Le même 3 juillet, le maire de Wavignies, Lucien SUEUR, est emporté prisonnier (déporté, il reviendra des camps en avril 1945). Une femme dont le mari est également arrêté vient chercher Greenburgh et Brown pour les mener à sa maison, qu’ils peuvent voir la Gestapo fouiller sans les trouver. La nuit, un enfant leur apporte de la nourriture et sa boussole et un message leur disant de partir, beaucoup de résistants ayant été tués au château. Le père du gamin les guide pour éviter les Allemands.

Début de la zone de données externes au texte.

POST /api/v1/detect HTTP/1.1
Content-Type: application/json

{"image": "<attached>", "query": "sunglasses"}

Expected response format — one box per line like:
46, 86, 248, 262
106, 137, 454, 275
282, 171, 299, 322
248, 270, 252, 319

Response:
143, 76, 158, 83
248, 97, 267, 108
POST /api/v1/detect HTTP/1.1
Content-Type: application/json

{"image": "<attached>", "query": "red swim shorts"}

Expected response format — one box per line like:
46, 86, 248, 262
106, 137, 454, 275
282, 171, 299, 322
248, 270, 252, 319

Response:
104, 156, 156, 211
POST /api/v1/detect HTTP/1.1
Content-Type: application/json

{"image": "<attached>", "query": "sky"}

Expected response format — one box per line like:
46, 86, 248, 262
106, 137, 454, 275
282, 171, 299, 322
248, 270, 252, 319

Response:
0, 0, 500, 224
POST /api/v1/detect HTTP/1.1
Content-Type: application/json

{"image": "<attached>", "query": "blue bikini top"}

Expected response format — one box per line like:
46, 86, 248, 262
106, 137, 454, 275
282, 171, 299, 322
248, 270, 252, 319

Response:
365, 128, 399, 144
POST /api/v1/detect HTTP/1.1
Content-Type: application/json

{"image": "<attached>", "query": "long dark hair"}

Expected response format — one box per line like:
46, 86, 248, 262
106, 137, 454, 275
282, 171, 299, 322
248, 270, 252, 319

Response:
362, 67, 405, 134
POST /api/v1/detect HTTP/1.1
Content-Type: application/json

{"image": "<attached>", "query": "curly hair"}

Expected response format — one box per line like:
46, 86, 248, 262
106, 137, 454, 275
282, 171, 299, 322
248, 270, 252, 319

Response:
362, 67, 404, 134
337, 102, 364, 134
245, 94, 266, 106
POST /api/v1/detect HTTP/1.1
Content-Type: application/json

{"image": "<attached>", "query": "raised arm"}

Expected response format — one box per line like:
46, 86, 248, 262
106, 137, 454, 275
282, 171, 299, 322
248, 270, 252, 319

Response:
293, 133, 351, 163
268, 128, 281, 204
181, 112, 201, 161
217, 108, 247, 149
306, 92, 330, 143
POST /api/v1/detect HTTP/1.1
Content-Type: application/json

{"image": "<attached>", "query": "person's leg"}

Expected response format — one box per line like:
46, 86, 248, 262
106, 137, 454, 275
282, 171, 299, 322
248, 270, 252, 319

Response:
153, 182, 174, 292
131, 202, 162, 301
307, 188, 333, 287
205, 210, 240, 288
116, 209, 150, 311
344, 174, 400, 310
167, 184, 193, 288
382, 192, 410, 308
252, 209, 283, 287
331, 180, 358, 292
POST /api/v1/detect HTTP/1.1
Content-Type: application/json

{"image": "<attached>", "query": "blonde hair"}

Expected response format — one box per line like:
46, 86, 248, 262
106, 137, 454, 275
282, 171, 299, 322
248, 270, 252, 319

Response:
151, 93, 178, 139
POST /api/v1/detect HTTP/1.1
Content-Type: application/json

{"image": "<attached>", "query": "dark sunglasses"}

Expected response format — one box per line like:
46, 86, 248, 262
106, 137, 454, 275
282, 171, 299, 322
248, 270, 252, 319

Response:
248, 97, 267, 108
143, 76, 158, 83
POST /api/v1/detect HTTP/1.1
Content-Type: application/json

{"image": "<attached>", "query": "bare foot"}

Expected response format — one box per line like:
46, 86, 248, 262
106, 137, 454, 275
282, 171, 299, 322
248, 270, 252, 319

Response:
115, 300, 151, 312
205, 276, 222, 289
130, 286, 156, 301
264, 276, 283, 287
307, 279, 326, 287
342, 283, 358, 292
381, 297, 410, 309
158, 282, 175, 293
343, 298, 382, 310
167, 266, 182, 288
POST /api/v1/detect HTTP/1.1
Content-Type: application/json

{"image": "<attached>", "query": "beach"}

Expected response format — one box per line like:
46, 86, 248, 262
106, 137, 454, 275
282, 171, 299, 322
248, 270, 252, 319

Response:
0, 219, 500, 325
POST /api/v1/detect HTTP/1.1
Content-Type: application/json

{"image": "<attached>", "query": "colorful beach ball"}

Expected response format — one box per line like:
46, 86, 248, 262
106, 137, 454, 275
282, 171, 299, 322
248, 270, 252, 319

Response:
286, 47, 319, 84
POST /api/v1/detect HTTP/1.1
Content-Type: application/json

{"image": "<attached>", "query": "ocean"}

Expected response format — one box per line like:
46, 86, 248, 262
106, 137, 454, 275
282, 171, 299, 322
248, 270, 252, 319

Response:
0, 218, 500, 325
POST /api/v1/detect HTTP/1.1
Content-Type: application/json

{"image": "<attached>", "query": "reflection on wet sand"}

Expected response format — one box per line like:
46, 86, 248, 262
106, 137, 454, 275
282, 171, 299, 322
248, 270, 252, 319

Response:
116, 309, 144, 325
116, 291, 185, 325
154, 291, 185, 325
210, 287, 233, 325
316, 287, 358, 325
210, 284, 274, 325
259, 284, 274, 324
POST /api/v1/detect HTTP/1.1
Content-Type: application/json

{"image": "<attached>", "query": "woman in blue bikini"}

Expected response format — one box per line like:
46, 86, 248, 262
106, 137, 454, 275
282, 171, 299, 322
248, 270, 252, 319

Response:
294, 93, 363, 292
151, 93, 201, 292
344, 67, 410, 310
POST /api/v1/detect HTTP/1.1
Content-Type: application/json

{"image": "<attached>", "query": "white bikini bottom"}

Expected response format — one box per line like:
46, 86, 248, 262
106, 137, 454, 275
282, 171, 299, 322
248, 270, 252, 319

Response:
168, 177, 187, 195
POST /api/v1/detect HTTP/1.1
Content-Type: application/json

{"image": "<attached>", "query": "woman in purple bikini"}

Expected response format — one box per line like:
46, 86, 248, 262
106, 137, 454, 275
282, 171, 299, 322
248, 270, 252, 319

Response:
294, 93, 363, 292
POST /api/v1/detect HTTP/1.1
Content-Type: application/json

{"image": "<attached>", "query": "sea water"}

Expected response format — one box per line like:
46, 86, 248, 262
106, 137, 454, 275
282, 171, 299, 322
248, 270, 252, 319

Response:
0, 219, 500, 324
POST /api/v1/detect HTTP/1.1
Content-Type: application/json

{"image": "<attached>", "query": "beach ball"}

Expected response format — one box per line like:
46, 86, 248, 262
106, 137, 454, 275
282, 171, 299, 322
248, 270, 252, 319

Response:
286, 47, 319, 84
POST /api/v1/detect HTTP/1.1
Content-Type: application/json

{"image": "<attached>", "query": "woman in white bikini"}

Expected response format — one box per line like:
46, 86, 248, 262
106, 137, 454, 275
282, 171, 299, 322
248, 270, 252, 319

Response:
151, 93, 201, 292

Le 10 juillet, un fermier de Le Plessier-sur-Saint-Just leur conseille d'aller à Paris et les guide vers le Sud jusqu’à Thury-Sous-Clermont à l'aube du 11. Des gens nommés "Fouquemont" les gardent deux jours et leur suggèrent d'attendre la libération chez eux. [Il s’agit en fait d’Aurélien FOUQUET, bûcheron au hameau de Fillerval, par Thury-sous-Clermont… NB : La page de William Brown reprend certains détails similaires et mentionne un château à Fillerval. Ce château se situe à la limite de Thury-sous-Clermont.]

Le 12, un résistant nommé Joseph BALANDRAS les loge aussi jusqu’au 14 juillet à Mouy, en Oise, dans son garage (au 61 Rue de Paris, adresse reprise sous son nom dans la liste des Helpers). Il les conduit dans une cabane de chasse à Bury. Brown et Greenburgh y restent 18 jours. Vers le 25 juillet, un lieutenant de l'IS leur propose de rejoindre la Résistance ou d'aller se cacher en forêt avec d'autres aviateurs. Le 1er août, BALANDRAS les conduit en voiture à Chantilly. Là, une femme (plus que vraisemblablement Yvonne DEPLANCHE, avertie par Gilbert THIBAULT) les conduit en train chez Renée PICHERIE au 24 Rue des Épinettes à Paris XVIIe. Ils y restent 5 jours et y reçoivent de faux papiers français.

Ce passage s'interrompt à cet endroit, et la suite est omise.